As the city's decline in population, reputation and wealth continued, Hudson's downtown store closed Jan. 17, 1983, after more than 90 years of business.

But the building was not abandoned at this point. The company's corporate offices remained in the Big Store, and about 1,200 people still worked there. A new lobby and security entrance were added on the Farmer Street side for employees and visitors. Employees would stick around the building until 1990, when the store was sold by Dayton Hudson Corp. to Southwestern Associates of Windsor, Ontario.
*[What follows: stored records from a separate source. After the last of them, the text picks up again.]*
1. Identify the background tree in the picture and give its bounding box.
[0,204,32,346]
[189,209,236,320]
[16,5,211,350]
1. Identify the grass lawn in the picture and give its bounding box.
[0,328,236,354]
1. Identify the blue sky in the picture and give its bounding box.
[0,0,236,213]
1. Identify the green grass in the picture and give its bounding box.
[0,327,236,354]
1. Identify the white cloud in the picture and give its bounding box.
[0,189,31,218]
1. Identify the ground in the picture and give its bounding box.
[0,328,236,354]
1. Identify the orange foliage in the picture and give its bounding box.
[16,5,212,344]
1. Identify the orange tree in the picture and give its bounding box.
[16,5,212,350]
"Various media sources wanted the public to believe that Hudson’s had been vacant for 15 years, when in actuality, it was eight years," said historian Michael Hauser, "which, by Detroit standards, is a relatively short period of time, compared to many other large vacant structures in the city that have been idle for decades."

The big blast at the Big Store

Despite several pitches to redevelop the enormous structure, the building was imploded at 5:45 p.m. (the store's closing time) on Oct. 24, 1998.
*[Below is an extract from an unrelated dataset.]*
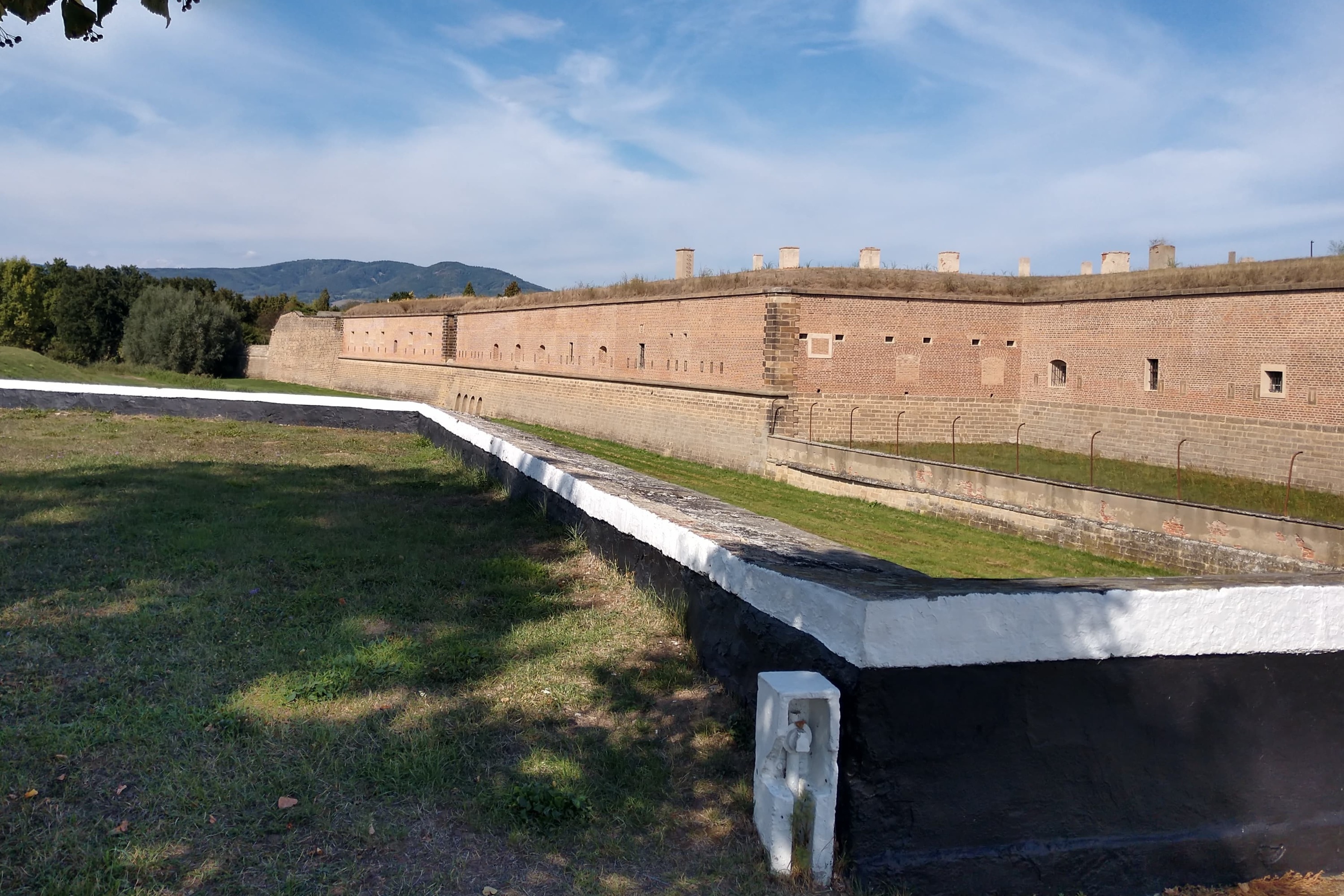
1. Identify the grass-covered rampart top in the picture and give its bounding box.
[339,255,1344,316]
[501,421,1169,579]
[0,410,789,896]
"With a deafening roar that will echo in the hearts of Detroiters for decades, the Hudson's building was blasted to the ground -- ending one era and beginning another in 30 ground-shaking seconds," The Detroit News wrote. "A symbol of glamor for three generations, a symbol of decay for another, the mammoth structure wobbled like a drunk, hesitated, then collapsed into a 60-foot-high pile of rubble -- coating downtown streets with a fine gray dust."

Thirteen years after the big bang at the Big Store, no development has occurred at the site other than an underground parking garage. Hope that someone might wish to build on the property has left Detroiters with nothing but a giant empty space in the heart of downtown dotted by steel girders poking above a concrete expanse.

The Big Store's big flag

Each year, Hudson's unfurled the biggest American flag in the world, which hung over the Woodward Avenue side of the building. Each Armistice Day, starting in 1923, and for other patriotic holidays, a team was required to roll out the 3,700-square-foot Old Glory. Each star was 5.5 feet tall and each stripe was 8 feet wide. The entire flag measured 235 feet long and 104 feet high. One mile of rope was needed to hang it.

The original flag was last used in 1949, and was replaced the following year with a seven-story version that required a team of 55 men to hang it.

Its final unveiling was on Flag Day in June 1976, for the country's bicentennial. For the celebration, Woodward Avenue was closed so that the Detroit Symphony Orchestra could perform for the masses.

The flag was then donated to the Smithsonian, where it sat in storage for several years because the institute had no way to display the beastly Stars and Stripes for the public. It was then given to a flag conservator, where it continued to deteriorate in storage. In 1990, Dayton Hudson gave permission for the flag to be properly destroyed.

In 2003, Target Corporation (then the owners of Dayton's, Hudson's and Marshall Field's), commissioned a new flag for the State Street Marshall Field's. It is still put on public display several times each year in the north wing of the Macy's on State Street (formerly Marshall Field's).